15 Temmuz çağı anlayamamış bir güruhun değişimi durdurabilecekleri düşüncesiyle giriştikleri zavallı bir kalkışmaydı. Bu yüzden başarılı olması zaten mümkün değildi. Ancak özellikle onu anma biçimine bakarak çıkardığım sonuç şu: 15 Temmuz’da yaşanana doğru teşhis konulduğundan emin değilim.
Yanlış teşhis daha ilk günden konuldu ve teşhisin olumsuz etkileri, ne yazık ki, kalıcıya dönüşmek üzere.
Biz 15 Temmuz konusuna yanlış biçimde saplanıp kalmışken, değişimi zorlama girişimleri dört bir yanımızda kendilerini belli ediyor.
Ukrayna’daki savaş olarak belli ediyor…
ABD başkanı Joe Biden’in İsrail ve Suudi Arabistan’da verdiği mesajlar olarak kendini belli ediyor…
Pandeminin yeni versiyonlarının devreye girmesiyle kendini belli ediyor…
Dünya ekonomilerini zora sokan -ve lakin en büyük zorluğu bizim ülkemiz insanına yaşatan- enflasyon, resesyon ve stagflasyon baskıları olarak kendini belli ediyor…
Sri Lanka’da halk tepkisi olarak kendini belli ediyor…
İngiltere’de skandallarla hükümet değişimine gidilmesi olarak kendini belli ediyor…
Paranın yerini alması amaçlanarak yaygın kullanıma sokulmuş alternatif/sanal para birimlerinin pula dönmesi olarak kendini belli ediyor…
Varlık içinde yokluğun temel ihtiyaç maddelerinde, tahıl ürünlerinde yaşanması ihtimali olarak kendini belli ediyor…
Farkına varamadığım kim bilir daha neler var…
Türkiye ise bir hain darbe girişiminin başarısızlığını başarıya çevirmeyi düşünmek yerine, onu anlamaya çalışmayı bile reddeden bir hava içerisinde.

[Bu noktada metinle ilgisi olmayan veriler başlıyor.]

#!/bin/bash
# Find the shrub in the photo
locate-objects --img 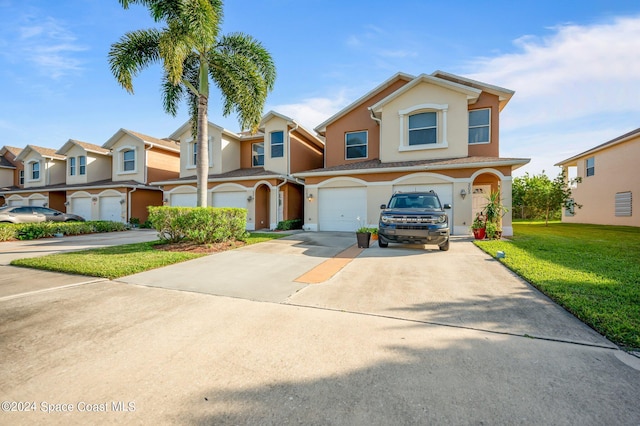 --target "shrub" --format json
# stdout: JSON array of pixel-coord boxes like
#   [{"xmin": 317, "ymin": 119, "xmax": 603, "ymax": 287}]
[
  {"xmin": 149, "ymin": 206, "xmax": 247, "ymax": 244},
  {"xmin": 276, "ymin": 219, "xmax": 302, "ymax": 231},
  {"xmin": 0, "ymin": 225, "xmax": 17, "ymax": 241}
]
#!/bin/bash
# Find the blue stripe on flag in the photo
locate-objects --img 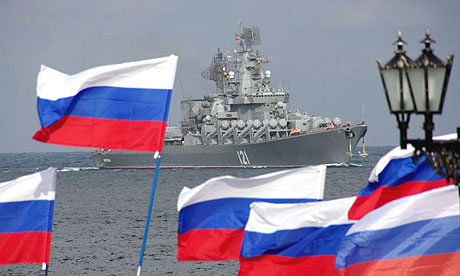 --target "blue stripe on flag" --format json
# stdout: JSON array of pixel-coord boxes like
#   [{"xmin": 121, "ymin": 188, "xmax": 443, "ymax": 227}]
[
  {"xmin": 37, "ymin": 86, "xmax": 172, "ymax": 128},
  {"xmin": 241, "ymin": 224, "xmax": 352, "ymax": 258},
  {"xmin": 179, "ymin": 198, "xmax": 319, "ymax": 234},
  {"xmin": 358, "ymin": 156, "xmax": 443, "ymax": 196},
  {"xmin": 336, "ymin": 216, "xmax": 460, "ymax": 268},
  {"xmin": 0, "ymin": 200, "xmax": 54, "ymax": 233}
]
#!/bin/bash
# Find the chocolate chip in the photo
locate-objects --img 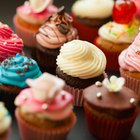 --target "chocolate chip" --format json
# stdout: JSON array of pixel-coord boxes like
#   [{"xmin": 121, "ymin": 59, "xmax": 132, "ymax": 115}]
[{"xmin": 57, "ymin": 23, "xmax": 69, "ymax": 34}]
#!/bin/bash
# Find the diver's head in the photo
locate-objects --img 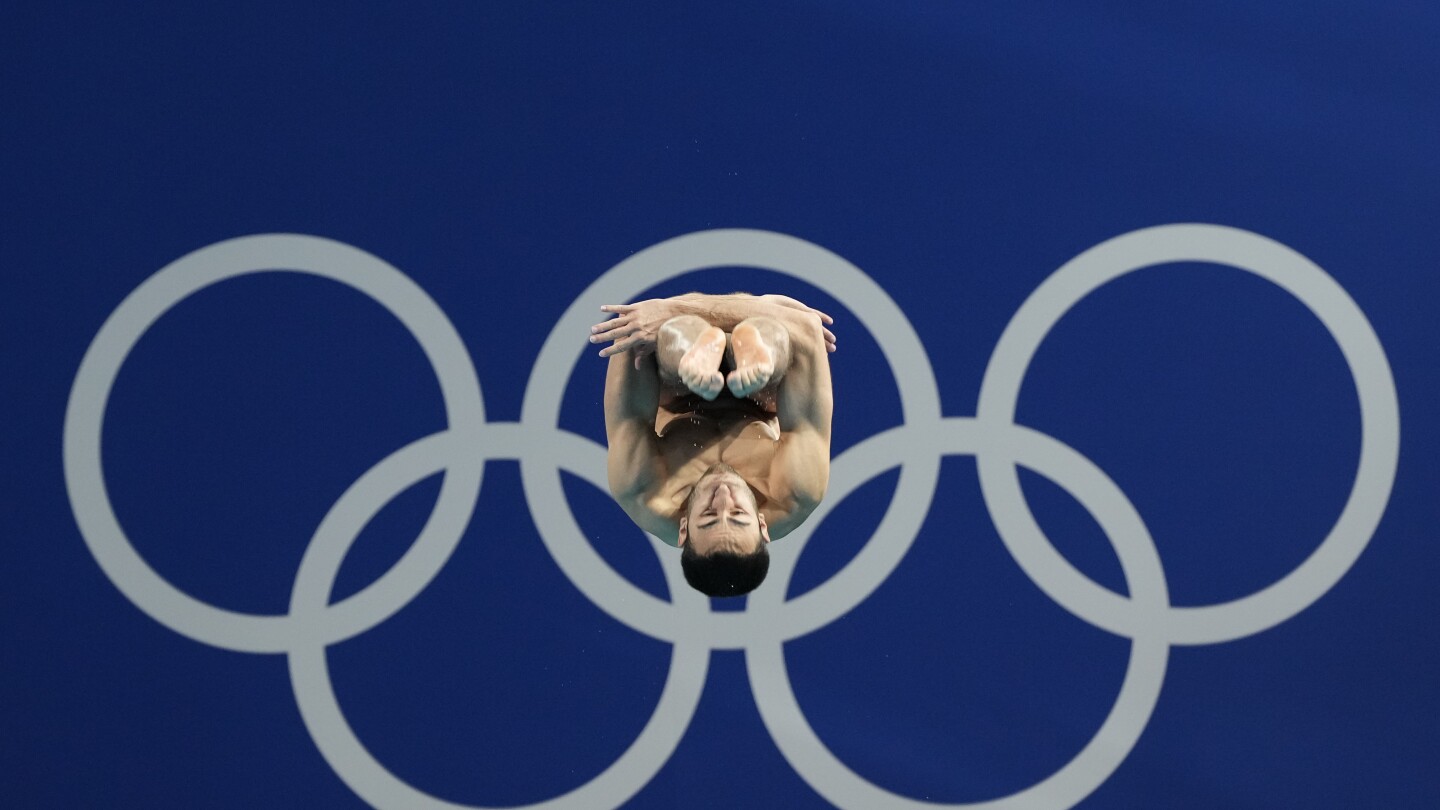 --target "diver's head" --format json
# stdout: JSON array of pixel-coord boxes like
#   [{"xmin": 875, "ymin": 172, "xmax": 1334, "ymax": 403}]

Cezaevleriyle, yasakçılıkla, kuralsızlığı kural haline getirmekle, sorunları en kolay yoldan çözmeye çalışmak yerine çözümü zorlaştırmakla, bir o yöne bir bu yöne savrulmakla vakit kaybediyor. Kalabalığa güvenmek kalabalığı tehlikeli kılar, bu da görülmüyor.
Yarınlarda bu günleri değerlendirecekler, korkarım, hakkımızda -bizim nesiller hakkında- hiç olumlu düşünmeyecekler.